There’s another thing that’s often mentioned as a critique of AI tools; their propensity for hallucination. And this is an actual problem that needs to be ironed out of all these tools for them to really be consistently useful, not only in regards to UX, but when considering all potential uses of AI. However, when it comes to UX research specifically, I would like to point out that humans can and do insert noise in the data as well. People have their innate “problems” and quirks when they participate in research: they can be dishonest, they can tick random answers without actually heeding the questions—all this can skew results.
With sufficiently sophisticated tools one day, we could have more control over the results. We could even simulate all these human quirks if we felt like it.

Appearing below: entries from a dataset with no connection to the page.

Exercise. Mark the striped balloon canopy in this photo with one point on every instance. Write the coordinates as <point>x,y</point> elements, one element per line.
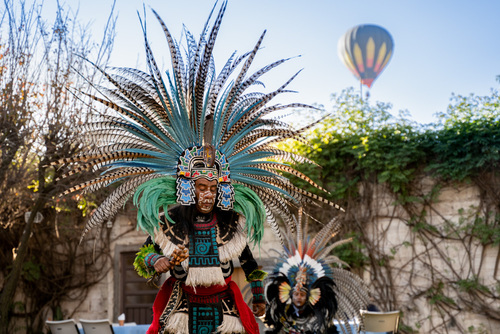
<point>365,50</point>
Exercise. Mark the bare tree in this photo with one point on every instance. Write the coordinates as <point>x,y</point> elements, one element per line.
<point>41,66</point>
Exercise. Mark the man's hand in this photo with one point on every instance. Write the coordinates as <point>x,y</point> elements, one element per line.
<point>259,309</point>
<point>179,255</point>
<point>164,264</point>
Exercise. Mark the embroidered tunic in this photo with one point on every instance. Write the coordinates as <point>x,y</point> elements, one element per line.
<point>202,298</point>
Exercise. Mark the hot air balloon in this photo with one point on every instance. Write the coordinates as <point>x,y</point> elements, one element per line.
<point>365,50</point>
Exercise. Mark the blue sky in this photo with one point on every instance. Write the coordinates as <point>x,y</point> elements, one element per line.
<point>441,47</point>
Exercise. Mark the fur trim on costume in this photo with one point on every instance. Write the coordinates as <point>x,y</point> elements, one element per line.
<point>205,276</point>
<point>178,323</point>
<point>231,324</point>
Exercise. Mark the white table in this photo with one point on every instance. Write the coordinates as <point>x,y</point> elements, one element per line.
<point>126,329</point>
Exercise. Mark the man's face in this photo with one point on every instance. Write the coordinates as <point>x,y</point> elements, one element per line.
<point>205,192</point>
<point>299,298</point>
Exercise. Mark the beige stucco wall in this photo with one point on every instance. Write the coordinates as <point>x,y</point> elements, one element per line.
<point>390,235</point>
<point>418,262</point>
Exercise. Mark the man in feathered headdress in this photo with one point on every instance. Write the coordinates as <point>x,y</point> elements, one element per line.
<point>198,140</point>
<point>203,235</point>
<point>305,294</point>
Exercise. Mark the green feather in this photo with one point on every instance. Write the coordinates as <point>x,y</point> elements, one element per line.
<point>140,265</point>
<point>256,275</point>
<point>149,198</point>
<point>247,203</point>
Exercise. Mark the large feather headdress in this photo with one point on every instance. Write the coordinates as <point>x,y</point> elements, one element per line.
<point>162,123</point>
<point>307,265</point>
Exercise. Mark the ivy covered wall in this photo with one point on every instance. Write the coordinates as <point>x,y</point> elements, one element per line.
<point>423,204</point>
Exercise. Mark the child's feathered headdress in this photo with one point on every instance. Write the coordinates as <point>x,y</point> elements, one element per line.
<point>166,132</point>
<point>333,292</point>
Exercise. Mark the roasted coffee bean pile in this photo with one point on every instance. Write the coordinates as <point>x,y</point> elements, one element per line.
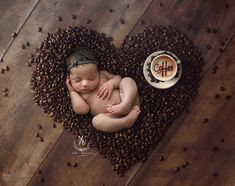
<point>159,108</point>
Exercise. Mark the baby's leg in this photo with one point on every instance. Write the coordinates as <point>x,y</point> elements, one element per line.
<point>106,123</point>
<point>128,94</point>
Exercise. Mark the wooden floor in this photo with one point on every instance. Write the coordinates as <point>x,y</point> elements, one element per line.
<point>210,145</point>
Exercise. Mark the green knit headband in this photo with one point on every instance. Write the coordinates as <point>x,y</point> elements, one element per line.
<point>79,57</point>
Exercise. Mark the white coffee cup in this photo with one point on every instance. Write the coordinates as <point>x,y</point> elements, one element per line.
<point>164,67</point>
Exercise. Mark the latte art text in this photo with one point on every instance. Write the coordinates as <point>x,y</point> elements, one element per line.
<point>163,68</point>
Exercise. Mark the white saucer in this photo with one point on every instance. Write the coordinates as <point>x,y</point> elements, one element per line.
<point>160,84</point>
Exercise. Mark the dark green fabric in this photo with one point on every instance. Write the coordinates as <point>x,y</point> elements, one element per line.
<point>79,57</point>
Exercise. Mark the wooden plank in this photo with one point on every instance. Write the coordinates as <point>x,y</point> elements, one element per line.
<point>21,153</point>
<point>13,15</point>
<point>192,18</point>
<point>207,152</point>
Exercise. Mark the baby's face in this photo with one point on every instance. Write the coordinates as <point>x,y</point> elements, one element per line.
<point>84,78</point>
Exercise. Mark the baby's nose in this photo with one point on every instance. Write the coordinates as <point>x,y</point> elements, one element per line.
<point>85,83</point>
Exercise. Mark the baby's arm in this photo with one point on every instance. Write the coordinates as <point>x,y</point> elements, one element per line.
<point>113,79</point>
<point>78,104</point>
<point>113,82</point>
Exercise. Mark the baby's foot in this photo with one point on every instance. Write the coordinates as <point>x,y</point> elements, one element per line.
<point>132,116</point>
<point>120,109</point>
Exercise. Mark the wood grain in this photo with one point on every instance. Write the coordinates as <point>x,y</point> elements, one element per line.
<point>206,153</point>
<point>21,152</point>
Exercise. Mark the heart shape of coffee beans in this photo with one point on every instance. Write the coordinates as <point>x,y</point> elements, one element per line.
<point>159,108</point>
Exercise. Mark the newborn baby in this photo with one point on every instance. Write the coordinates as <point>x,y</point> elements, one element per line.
<point>111,99</point>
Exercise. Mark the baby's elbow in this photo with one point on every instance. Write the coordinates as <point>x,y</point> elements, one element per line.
<point>81,110</point>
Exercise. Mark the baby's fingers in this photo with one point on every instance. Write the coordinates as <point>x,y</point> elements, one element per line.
<point>104,94</point>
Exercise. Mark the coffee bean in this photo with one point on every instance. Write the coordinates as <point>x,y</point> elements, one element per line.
<point>214,30</point>
<point>160,4</point>
<point>142,22</point>
<point>14,34</point>
<point>88,21</point>
<point>27,43</point>
<point>41,180</point>
<point>177,169</point>
<point>226,5</point>
<point>215,148</point>
<point>75,164</point>
<point>161,158</point>
<point>23,46</point>
<point>185,149</point>
<point>185,164</point>
<point>122,21</point>
<point>217,96</point>
<point>74,17</point>
<point>208,46</point>
<point>221,50</point>
<point>208,30</point>
<point>28,64</point>
<point>215,174</point>
<point>222,43</point>
<point>39,171</point>
<point>222,89</point>
<point>222,140</point>
<point>39,126</point>
<point>188,26</point>
<point>227,97</point>
<point>59,18</point>
<point>205,120</point>
<point>41,139</point>
<point>39,29</point>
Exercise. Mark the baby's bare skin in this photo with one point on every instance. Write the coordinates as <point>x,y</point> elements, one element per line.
<point>112,100</point>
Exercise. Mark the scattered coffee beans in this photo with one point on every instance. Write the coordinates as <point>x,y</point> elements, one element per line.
<point>222,88</point>
<point>14,34</point>
<point>205,120</point>
<point>122,21</point>
<point>39,171</point>
<point>41,180</point>
<point>59,18</point>
<point>128,146</point>
<point>227,97</point>
<point>88,21</point>
<point>41,139</point>
<point>185,149</point>
<point>75,164</point>
<point>27,43</point>
<point>37,134</point>
<point>217,96</point>
<point>39,126</point>
<point>39,29</point>
<point>161,158</point>
<point>74,17</point>
<point>208,47</point>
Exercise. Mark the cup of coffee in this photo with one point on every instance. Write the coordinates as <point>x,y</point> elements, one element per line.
<point>163,67</point>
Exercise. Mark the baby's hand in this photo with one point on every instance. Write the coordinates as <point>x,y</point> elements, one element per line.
<point>105,90</point>
<point>68,83</point>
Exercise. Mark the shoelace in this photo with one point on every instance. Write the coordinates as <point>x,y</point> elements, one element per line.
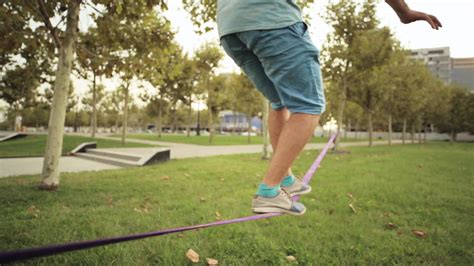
<point>287,195</point>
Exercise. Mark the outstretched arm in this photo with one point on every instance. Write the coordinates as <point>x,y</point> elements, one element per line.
<point>407,15</point>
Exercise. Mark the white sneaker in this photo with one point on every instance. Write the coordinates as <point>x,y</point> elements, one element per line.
<point>280,203</point>
<point>298,188</point>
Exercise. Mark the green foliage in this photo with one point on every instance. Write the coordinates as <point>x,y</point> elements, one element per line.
<point>427,188</point>
<point>459,116</point>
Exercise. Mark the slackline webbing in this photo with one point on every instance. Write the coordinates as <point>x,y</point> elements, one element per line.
<point>24,254</point>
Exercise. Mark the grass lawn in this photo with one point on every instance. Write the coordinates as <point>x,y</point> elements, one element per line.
<point>428,188</point>
<point>217,141</point>
<point>33,145</point>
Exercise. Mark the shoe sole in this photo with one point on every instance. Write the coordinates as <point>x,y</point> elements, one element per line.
<point>299,193</point>
<point>262,210</point>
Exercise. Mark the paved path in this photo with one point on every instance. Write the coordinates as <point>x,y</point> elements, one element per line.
<point>30,166</point>
<point>34,165</point>
<point>179,150</point>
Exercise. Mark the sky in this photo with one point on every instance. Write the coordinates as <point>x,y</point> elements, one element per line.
<point>457,17</point>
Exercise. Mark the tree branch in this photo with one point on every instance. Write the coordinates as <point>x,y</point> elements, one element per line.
<point>47,22</point>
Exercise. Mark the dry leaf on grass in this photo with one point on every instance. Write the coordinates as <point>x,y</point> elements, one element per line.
<point>33,211</point>
<point>419,233</point>
<point>110,201</point>
<point>192,256</point>
<point>391,225</point>
<point>352,208</point>
<point>211,261</point>
<point>350,196</point>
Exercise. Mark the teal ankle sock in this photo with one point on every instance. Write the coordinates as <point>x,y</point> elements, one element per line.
<point>267,192</point>
<point>288,181</point>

Facing reality, embracing benefits
What I’ve mentioned here is still just a vision of a future, and the tools we have now are, of course, less-than-ideal. However, I do think we’ll be seeing more and more of these AI tools in UX—they’ll become more ubiquitous as they become more sophisticated. And, yes, for some, that might be scary.
Of course, we can all be apprehensive of new technology, especially if it feels like it could replace us at our jobs. We can’t really dismiss the tools that have replaced people because they’re faster and less resource-intensive.
Taking a critical approach doesn’t necessarily mean simply having an aversion to a topic, like people often do when it comes to AI, but recognizing that every advancement in technology or the world in general isn’t without its flaws. And then, in order to understand how to improve something, we need to know exactly what its flaws are and how they can be fixed.
UX as a whole is still a long way from getting replaced by AI, because it’s so complex and unpredictable. It deals with humans at its core, after all. But the technology will continue to develop, whether we like it or not; we can’t really expect things to turn around now. We can’t go against the tide of progress, because we might end up on the wrong side of history. We need to extract the best from the reality we’re faced with—and, in the meantime, put ourselves in the conversation and voice our concerns out loud. By doing so, we can help in creating future tech that we’ll genuinely benefit from, instead of it giving us headaches.